In 2010, he founded the Savvy Gallery in Berlin, bringing together art from the West and elsewhere, and in 2017 was one of the curators of Documenta, a prestigious contemporary art event in the German city of Kassel.

Convinced of the belief that history “has been written by a particular type of people, mostly white and men,” Ndikung has had all the rooms in the HKW renamed after women.

These are figures who have “done something important in the advancement of the world” but were “erased” from history, he added. Among them is Frenchwoman Paulette Nardal, born in Martinique in 1896.

She helped inspire the creation of the “negritude” movement, which aimed to develop black literary consciousness, and was the first black woman to study at the Sorbonne in Paris.

Reassessing history

Ndikung’s appointment at the HKW comes as awareness grows in Germany about its colonial past, which has long been overshadowed by the atrocities committed during the era of Adolf Hitler’s Nazis.

Berlin has in recent years started returning looted objects to African countries which it occupied in the early 20th century — Burundi, Rwanda, Tanzania, Namibia and Cameroon.

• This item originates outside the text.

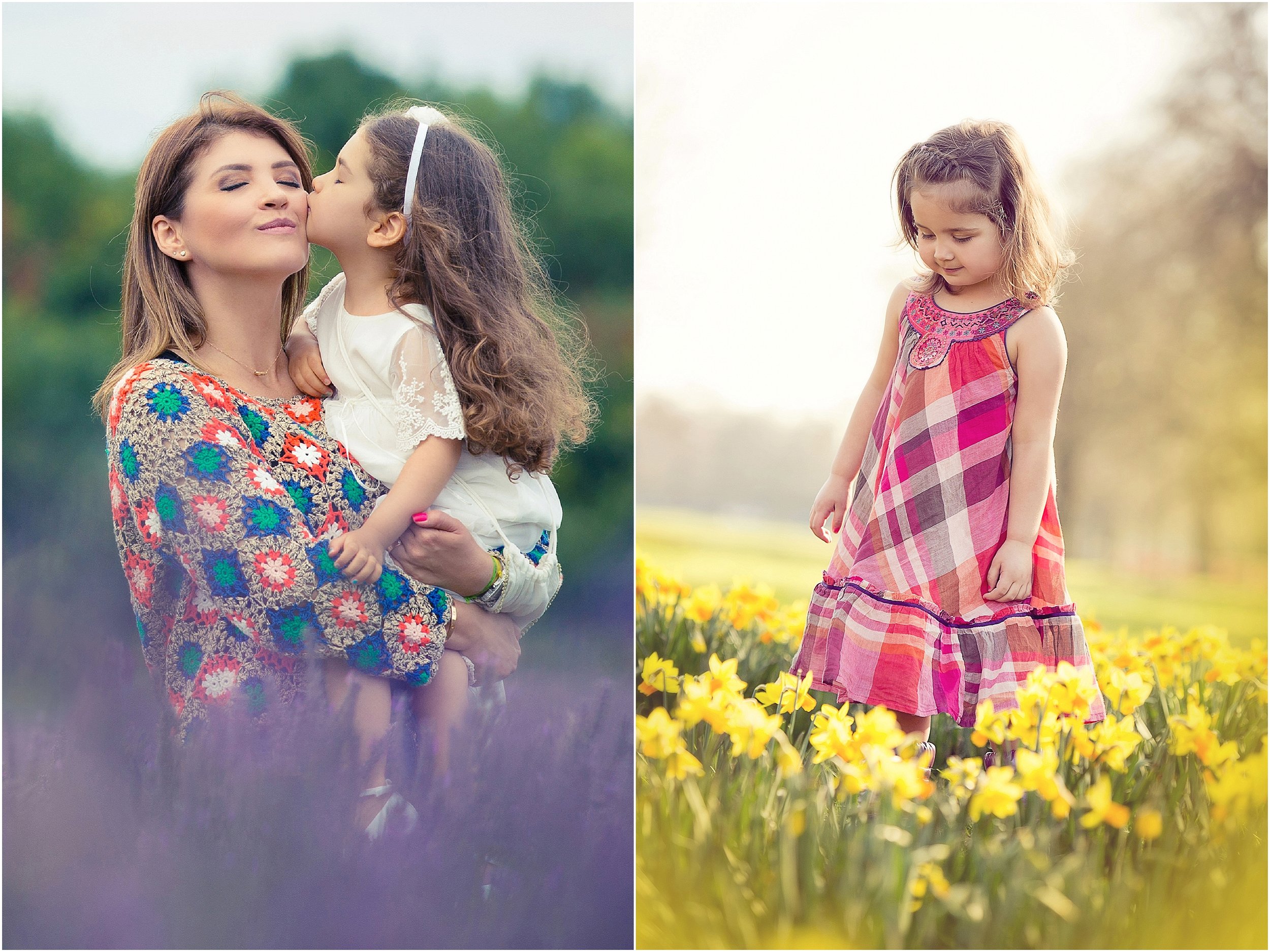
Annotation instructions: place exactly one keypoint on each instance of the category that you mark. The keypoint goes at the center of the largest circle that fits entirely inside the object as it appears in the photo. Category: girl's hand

“It’s long overdue,” said Ndikung.

He was born in Cameroon’s capital, Yaounde, into an anglophone family.

The country is majority francophone but also home to an anglophone minority and has faced deadly unrest in English-speaking areas, where armed insurgents are fighting to establish an independent homeland.

One of his dreams is to open a museum in Cameroon “bringing together historical and contemporary objects” from different countries, he said.

He would love to locate it in Bamenda, the capital of Cameroon’s restive Northwest region.

“But there is a war in Bamenda, so I can’t,” he says.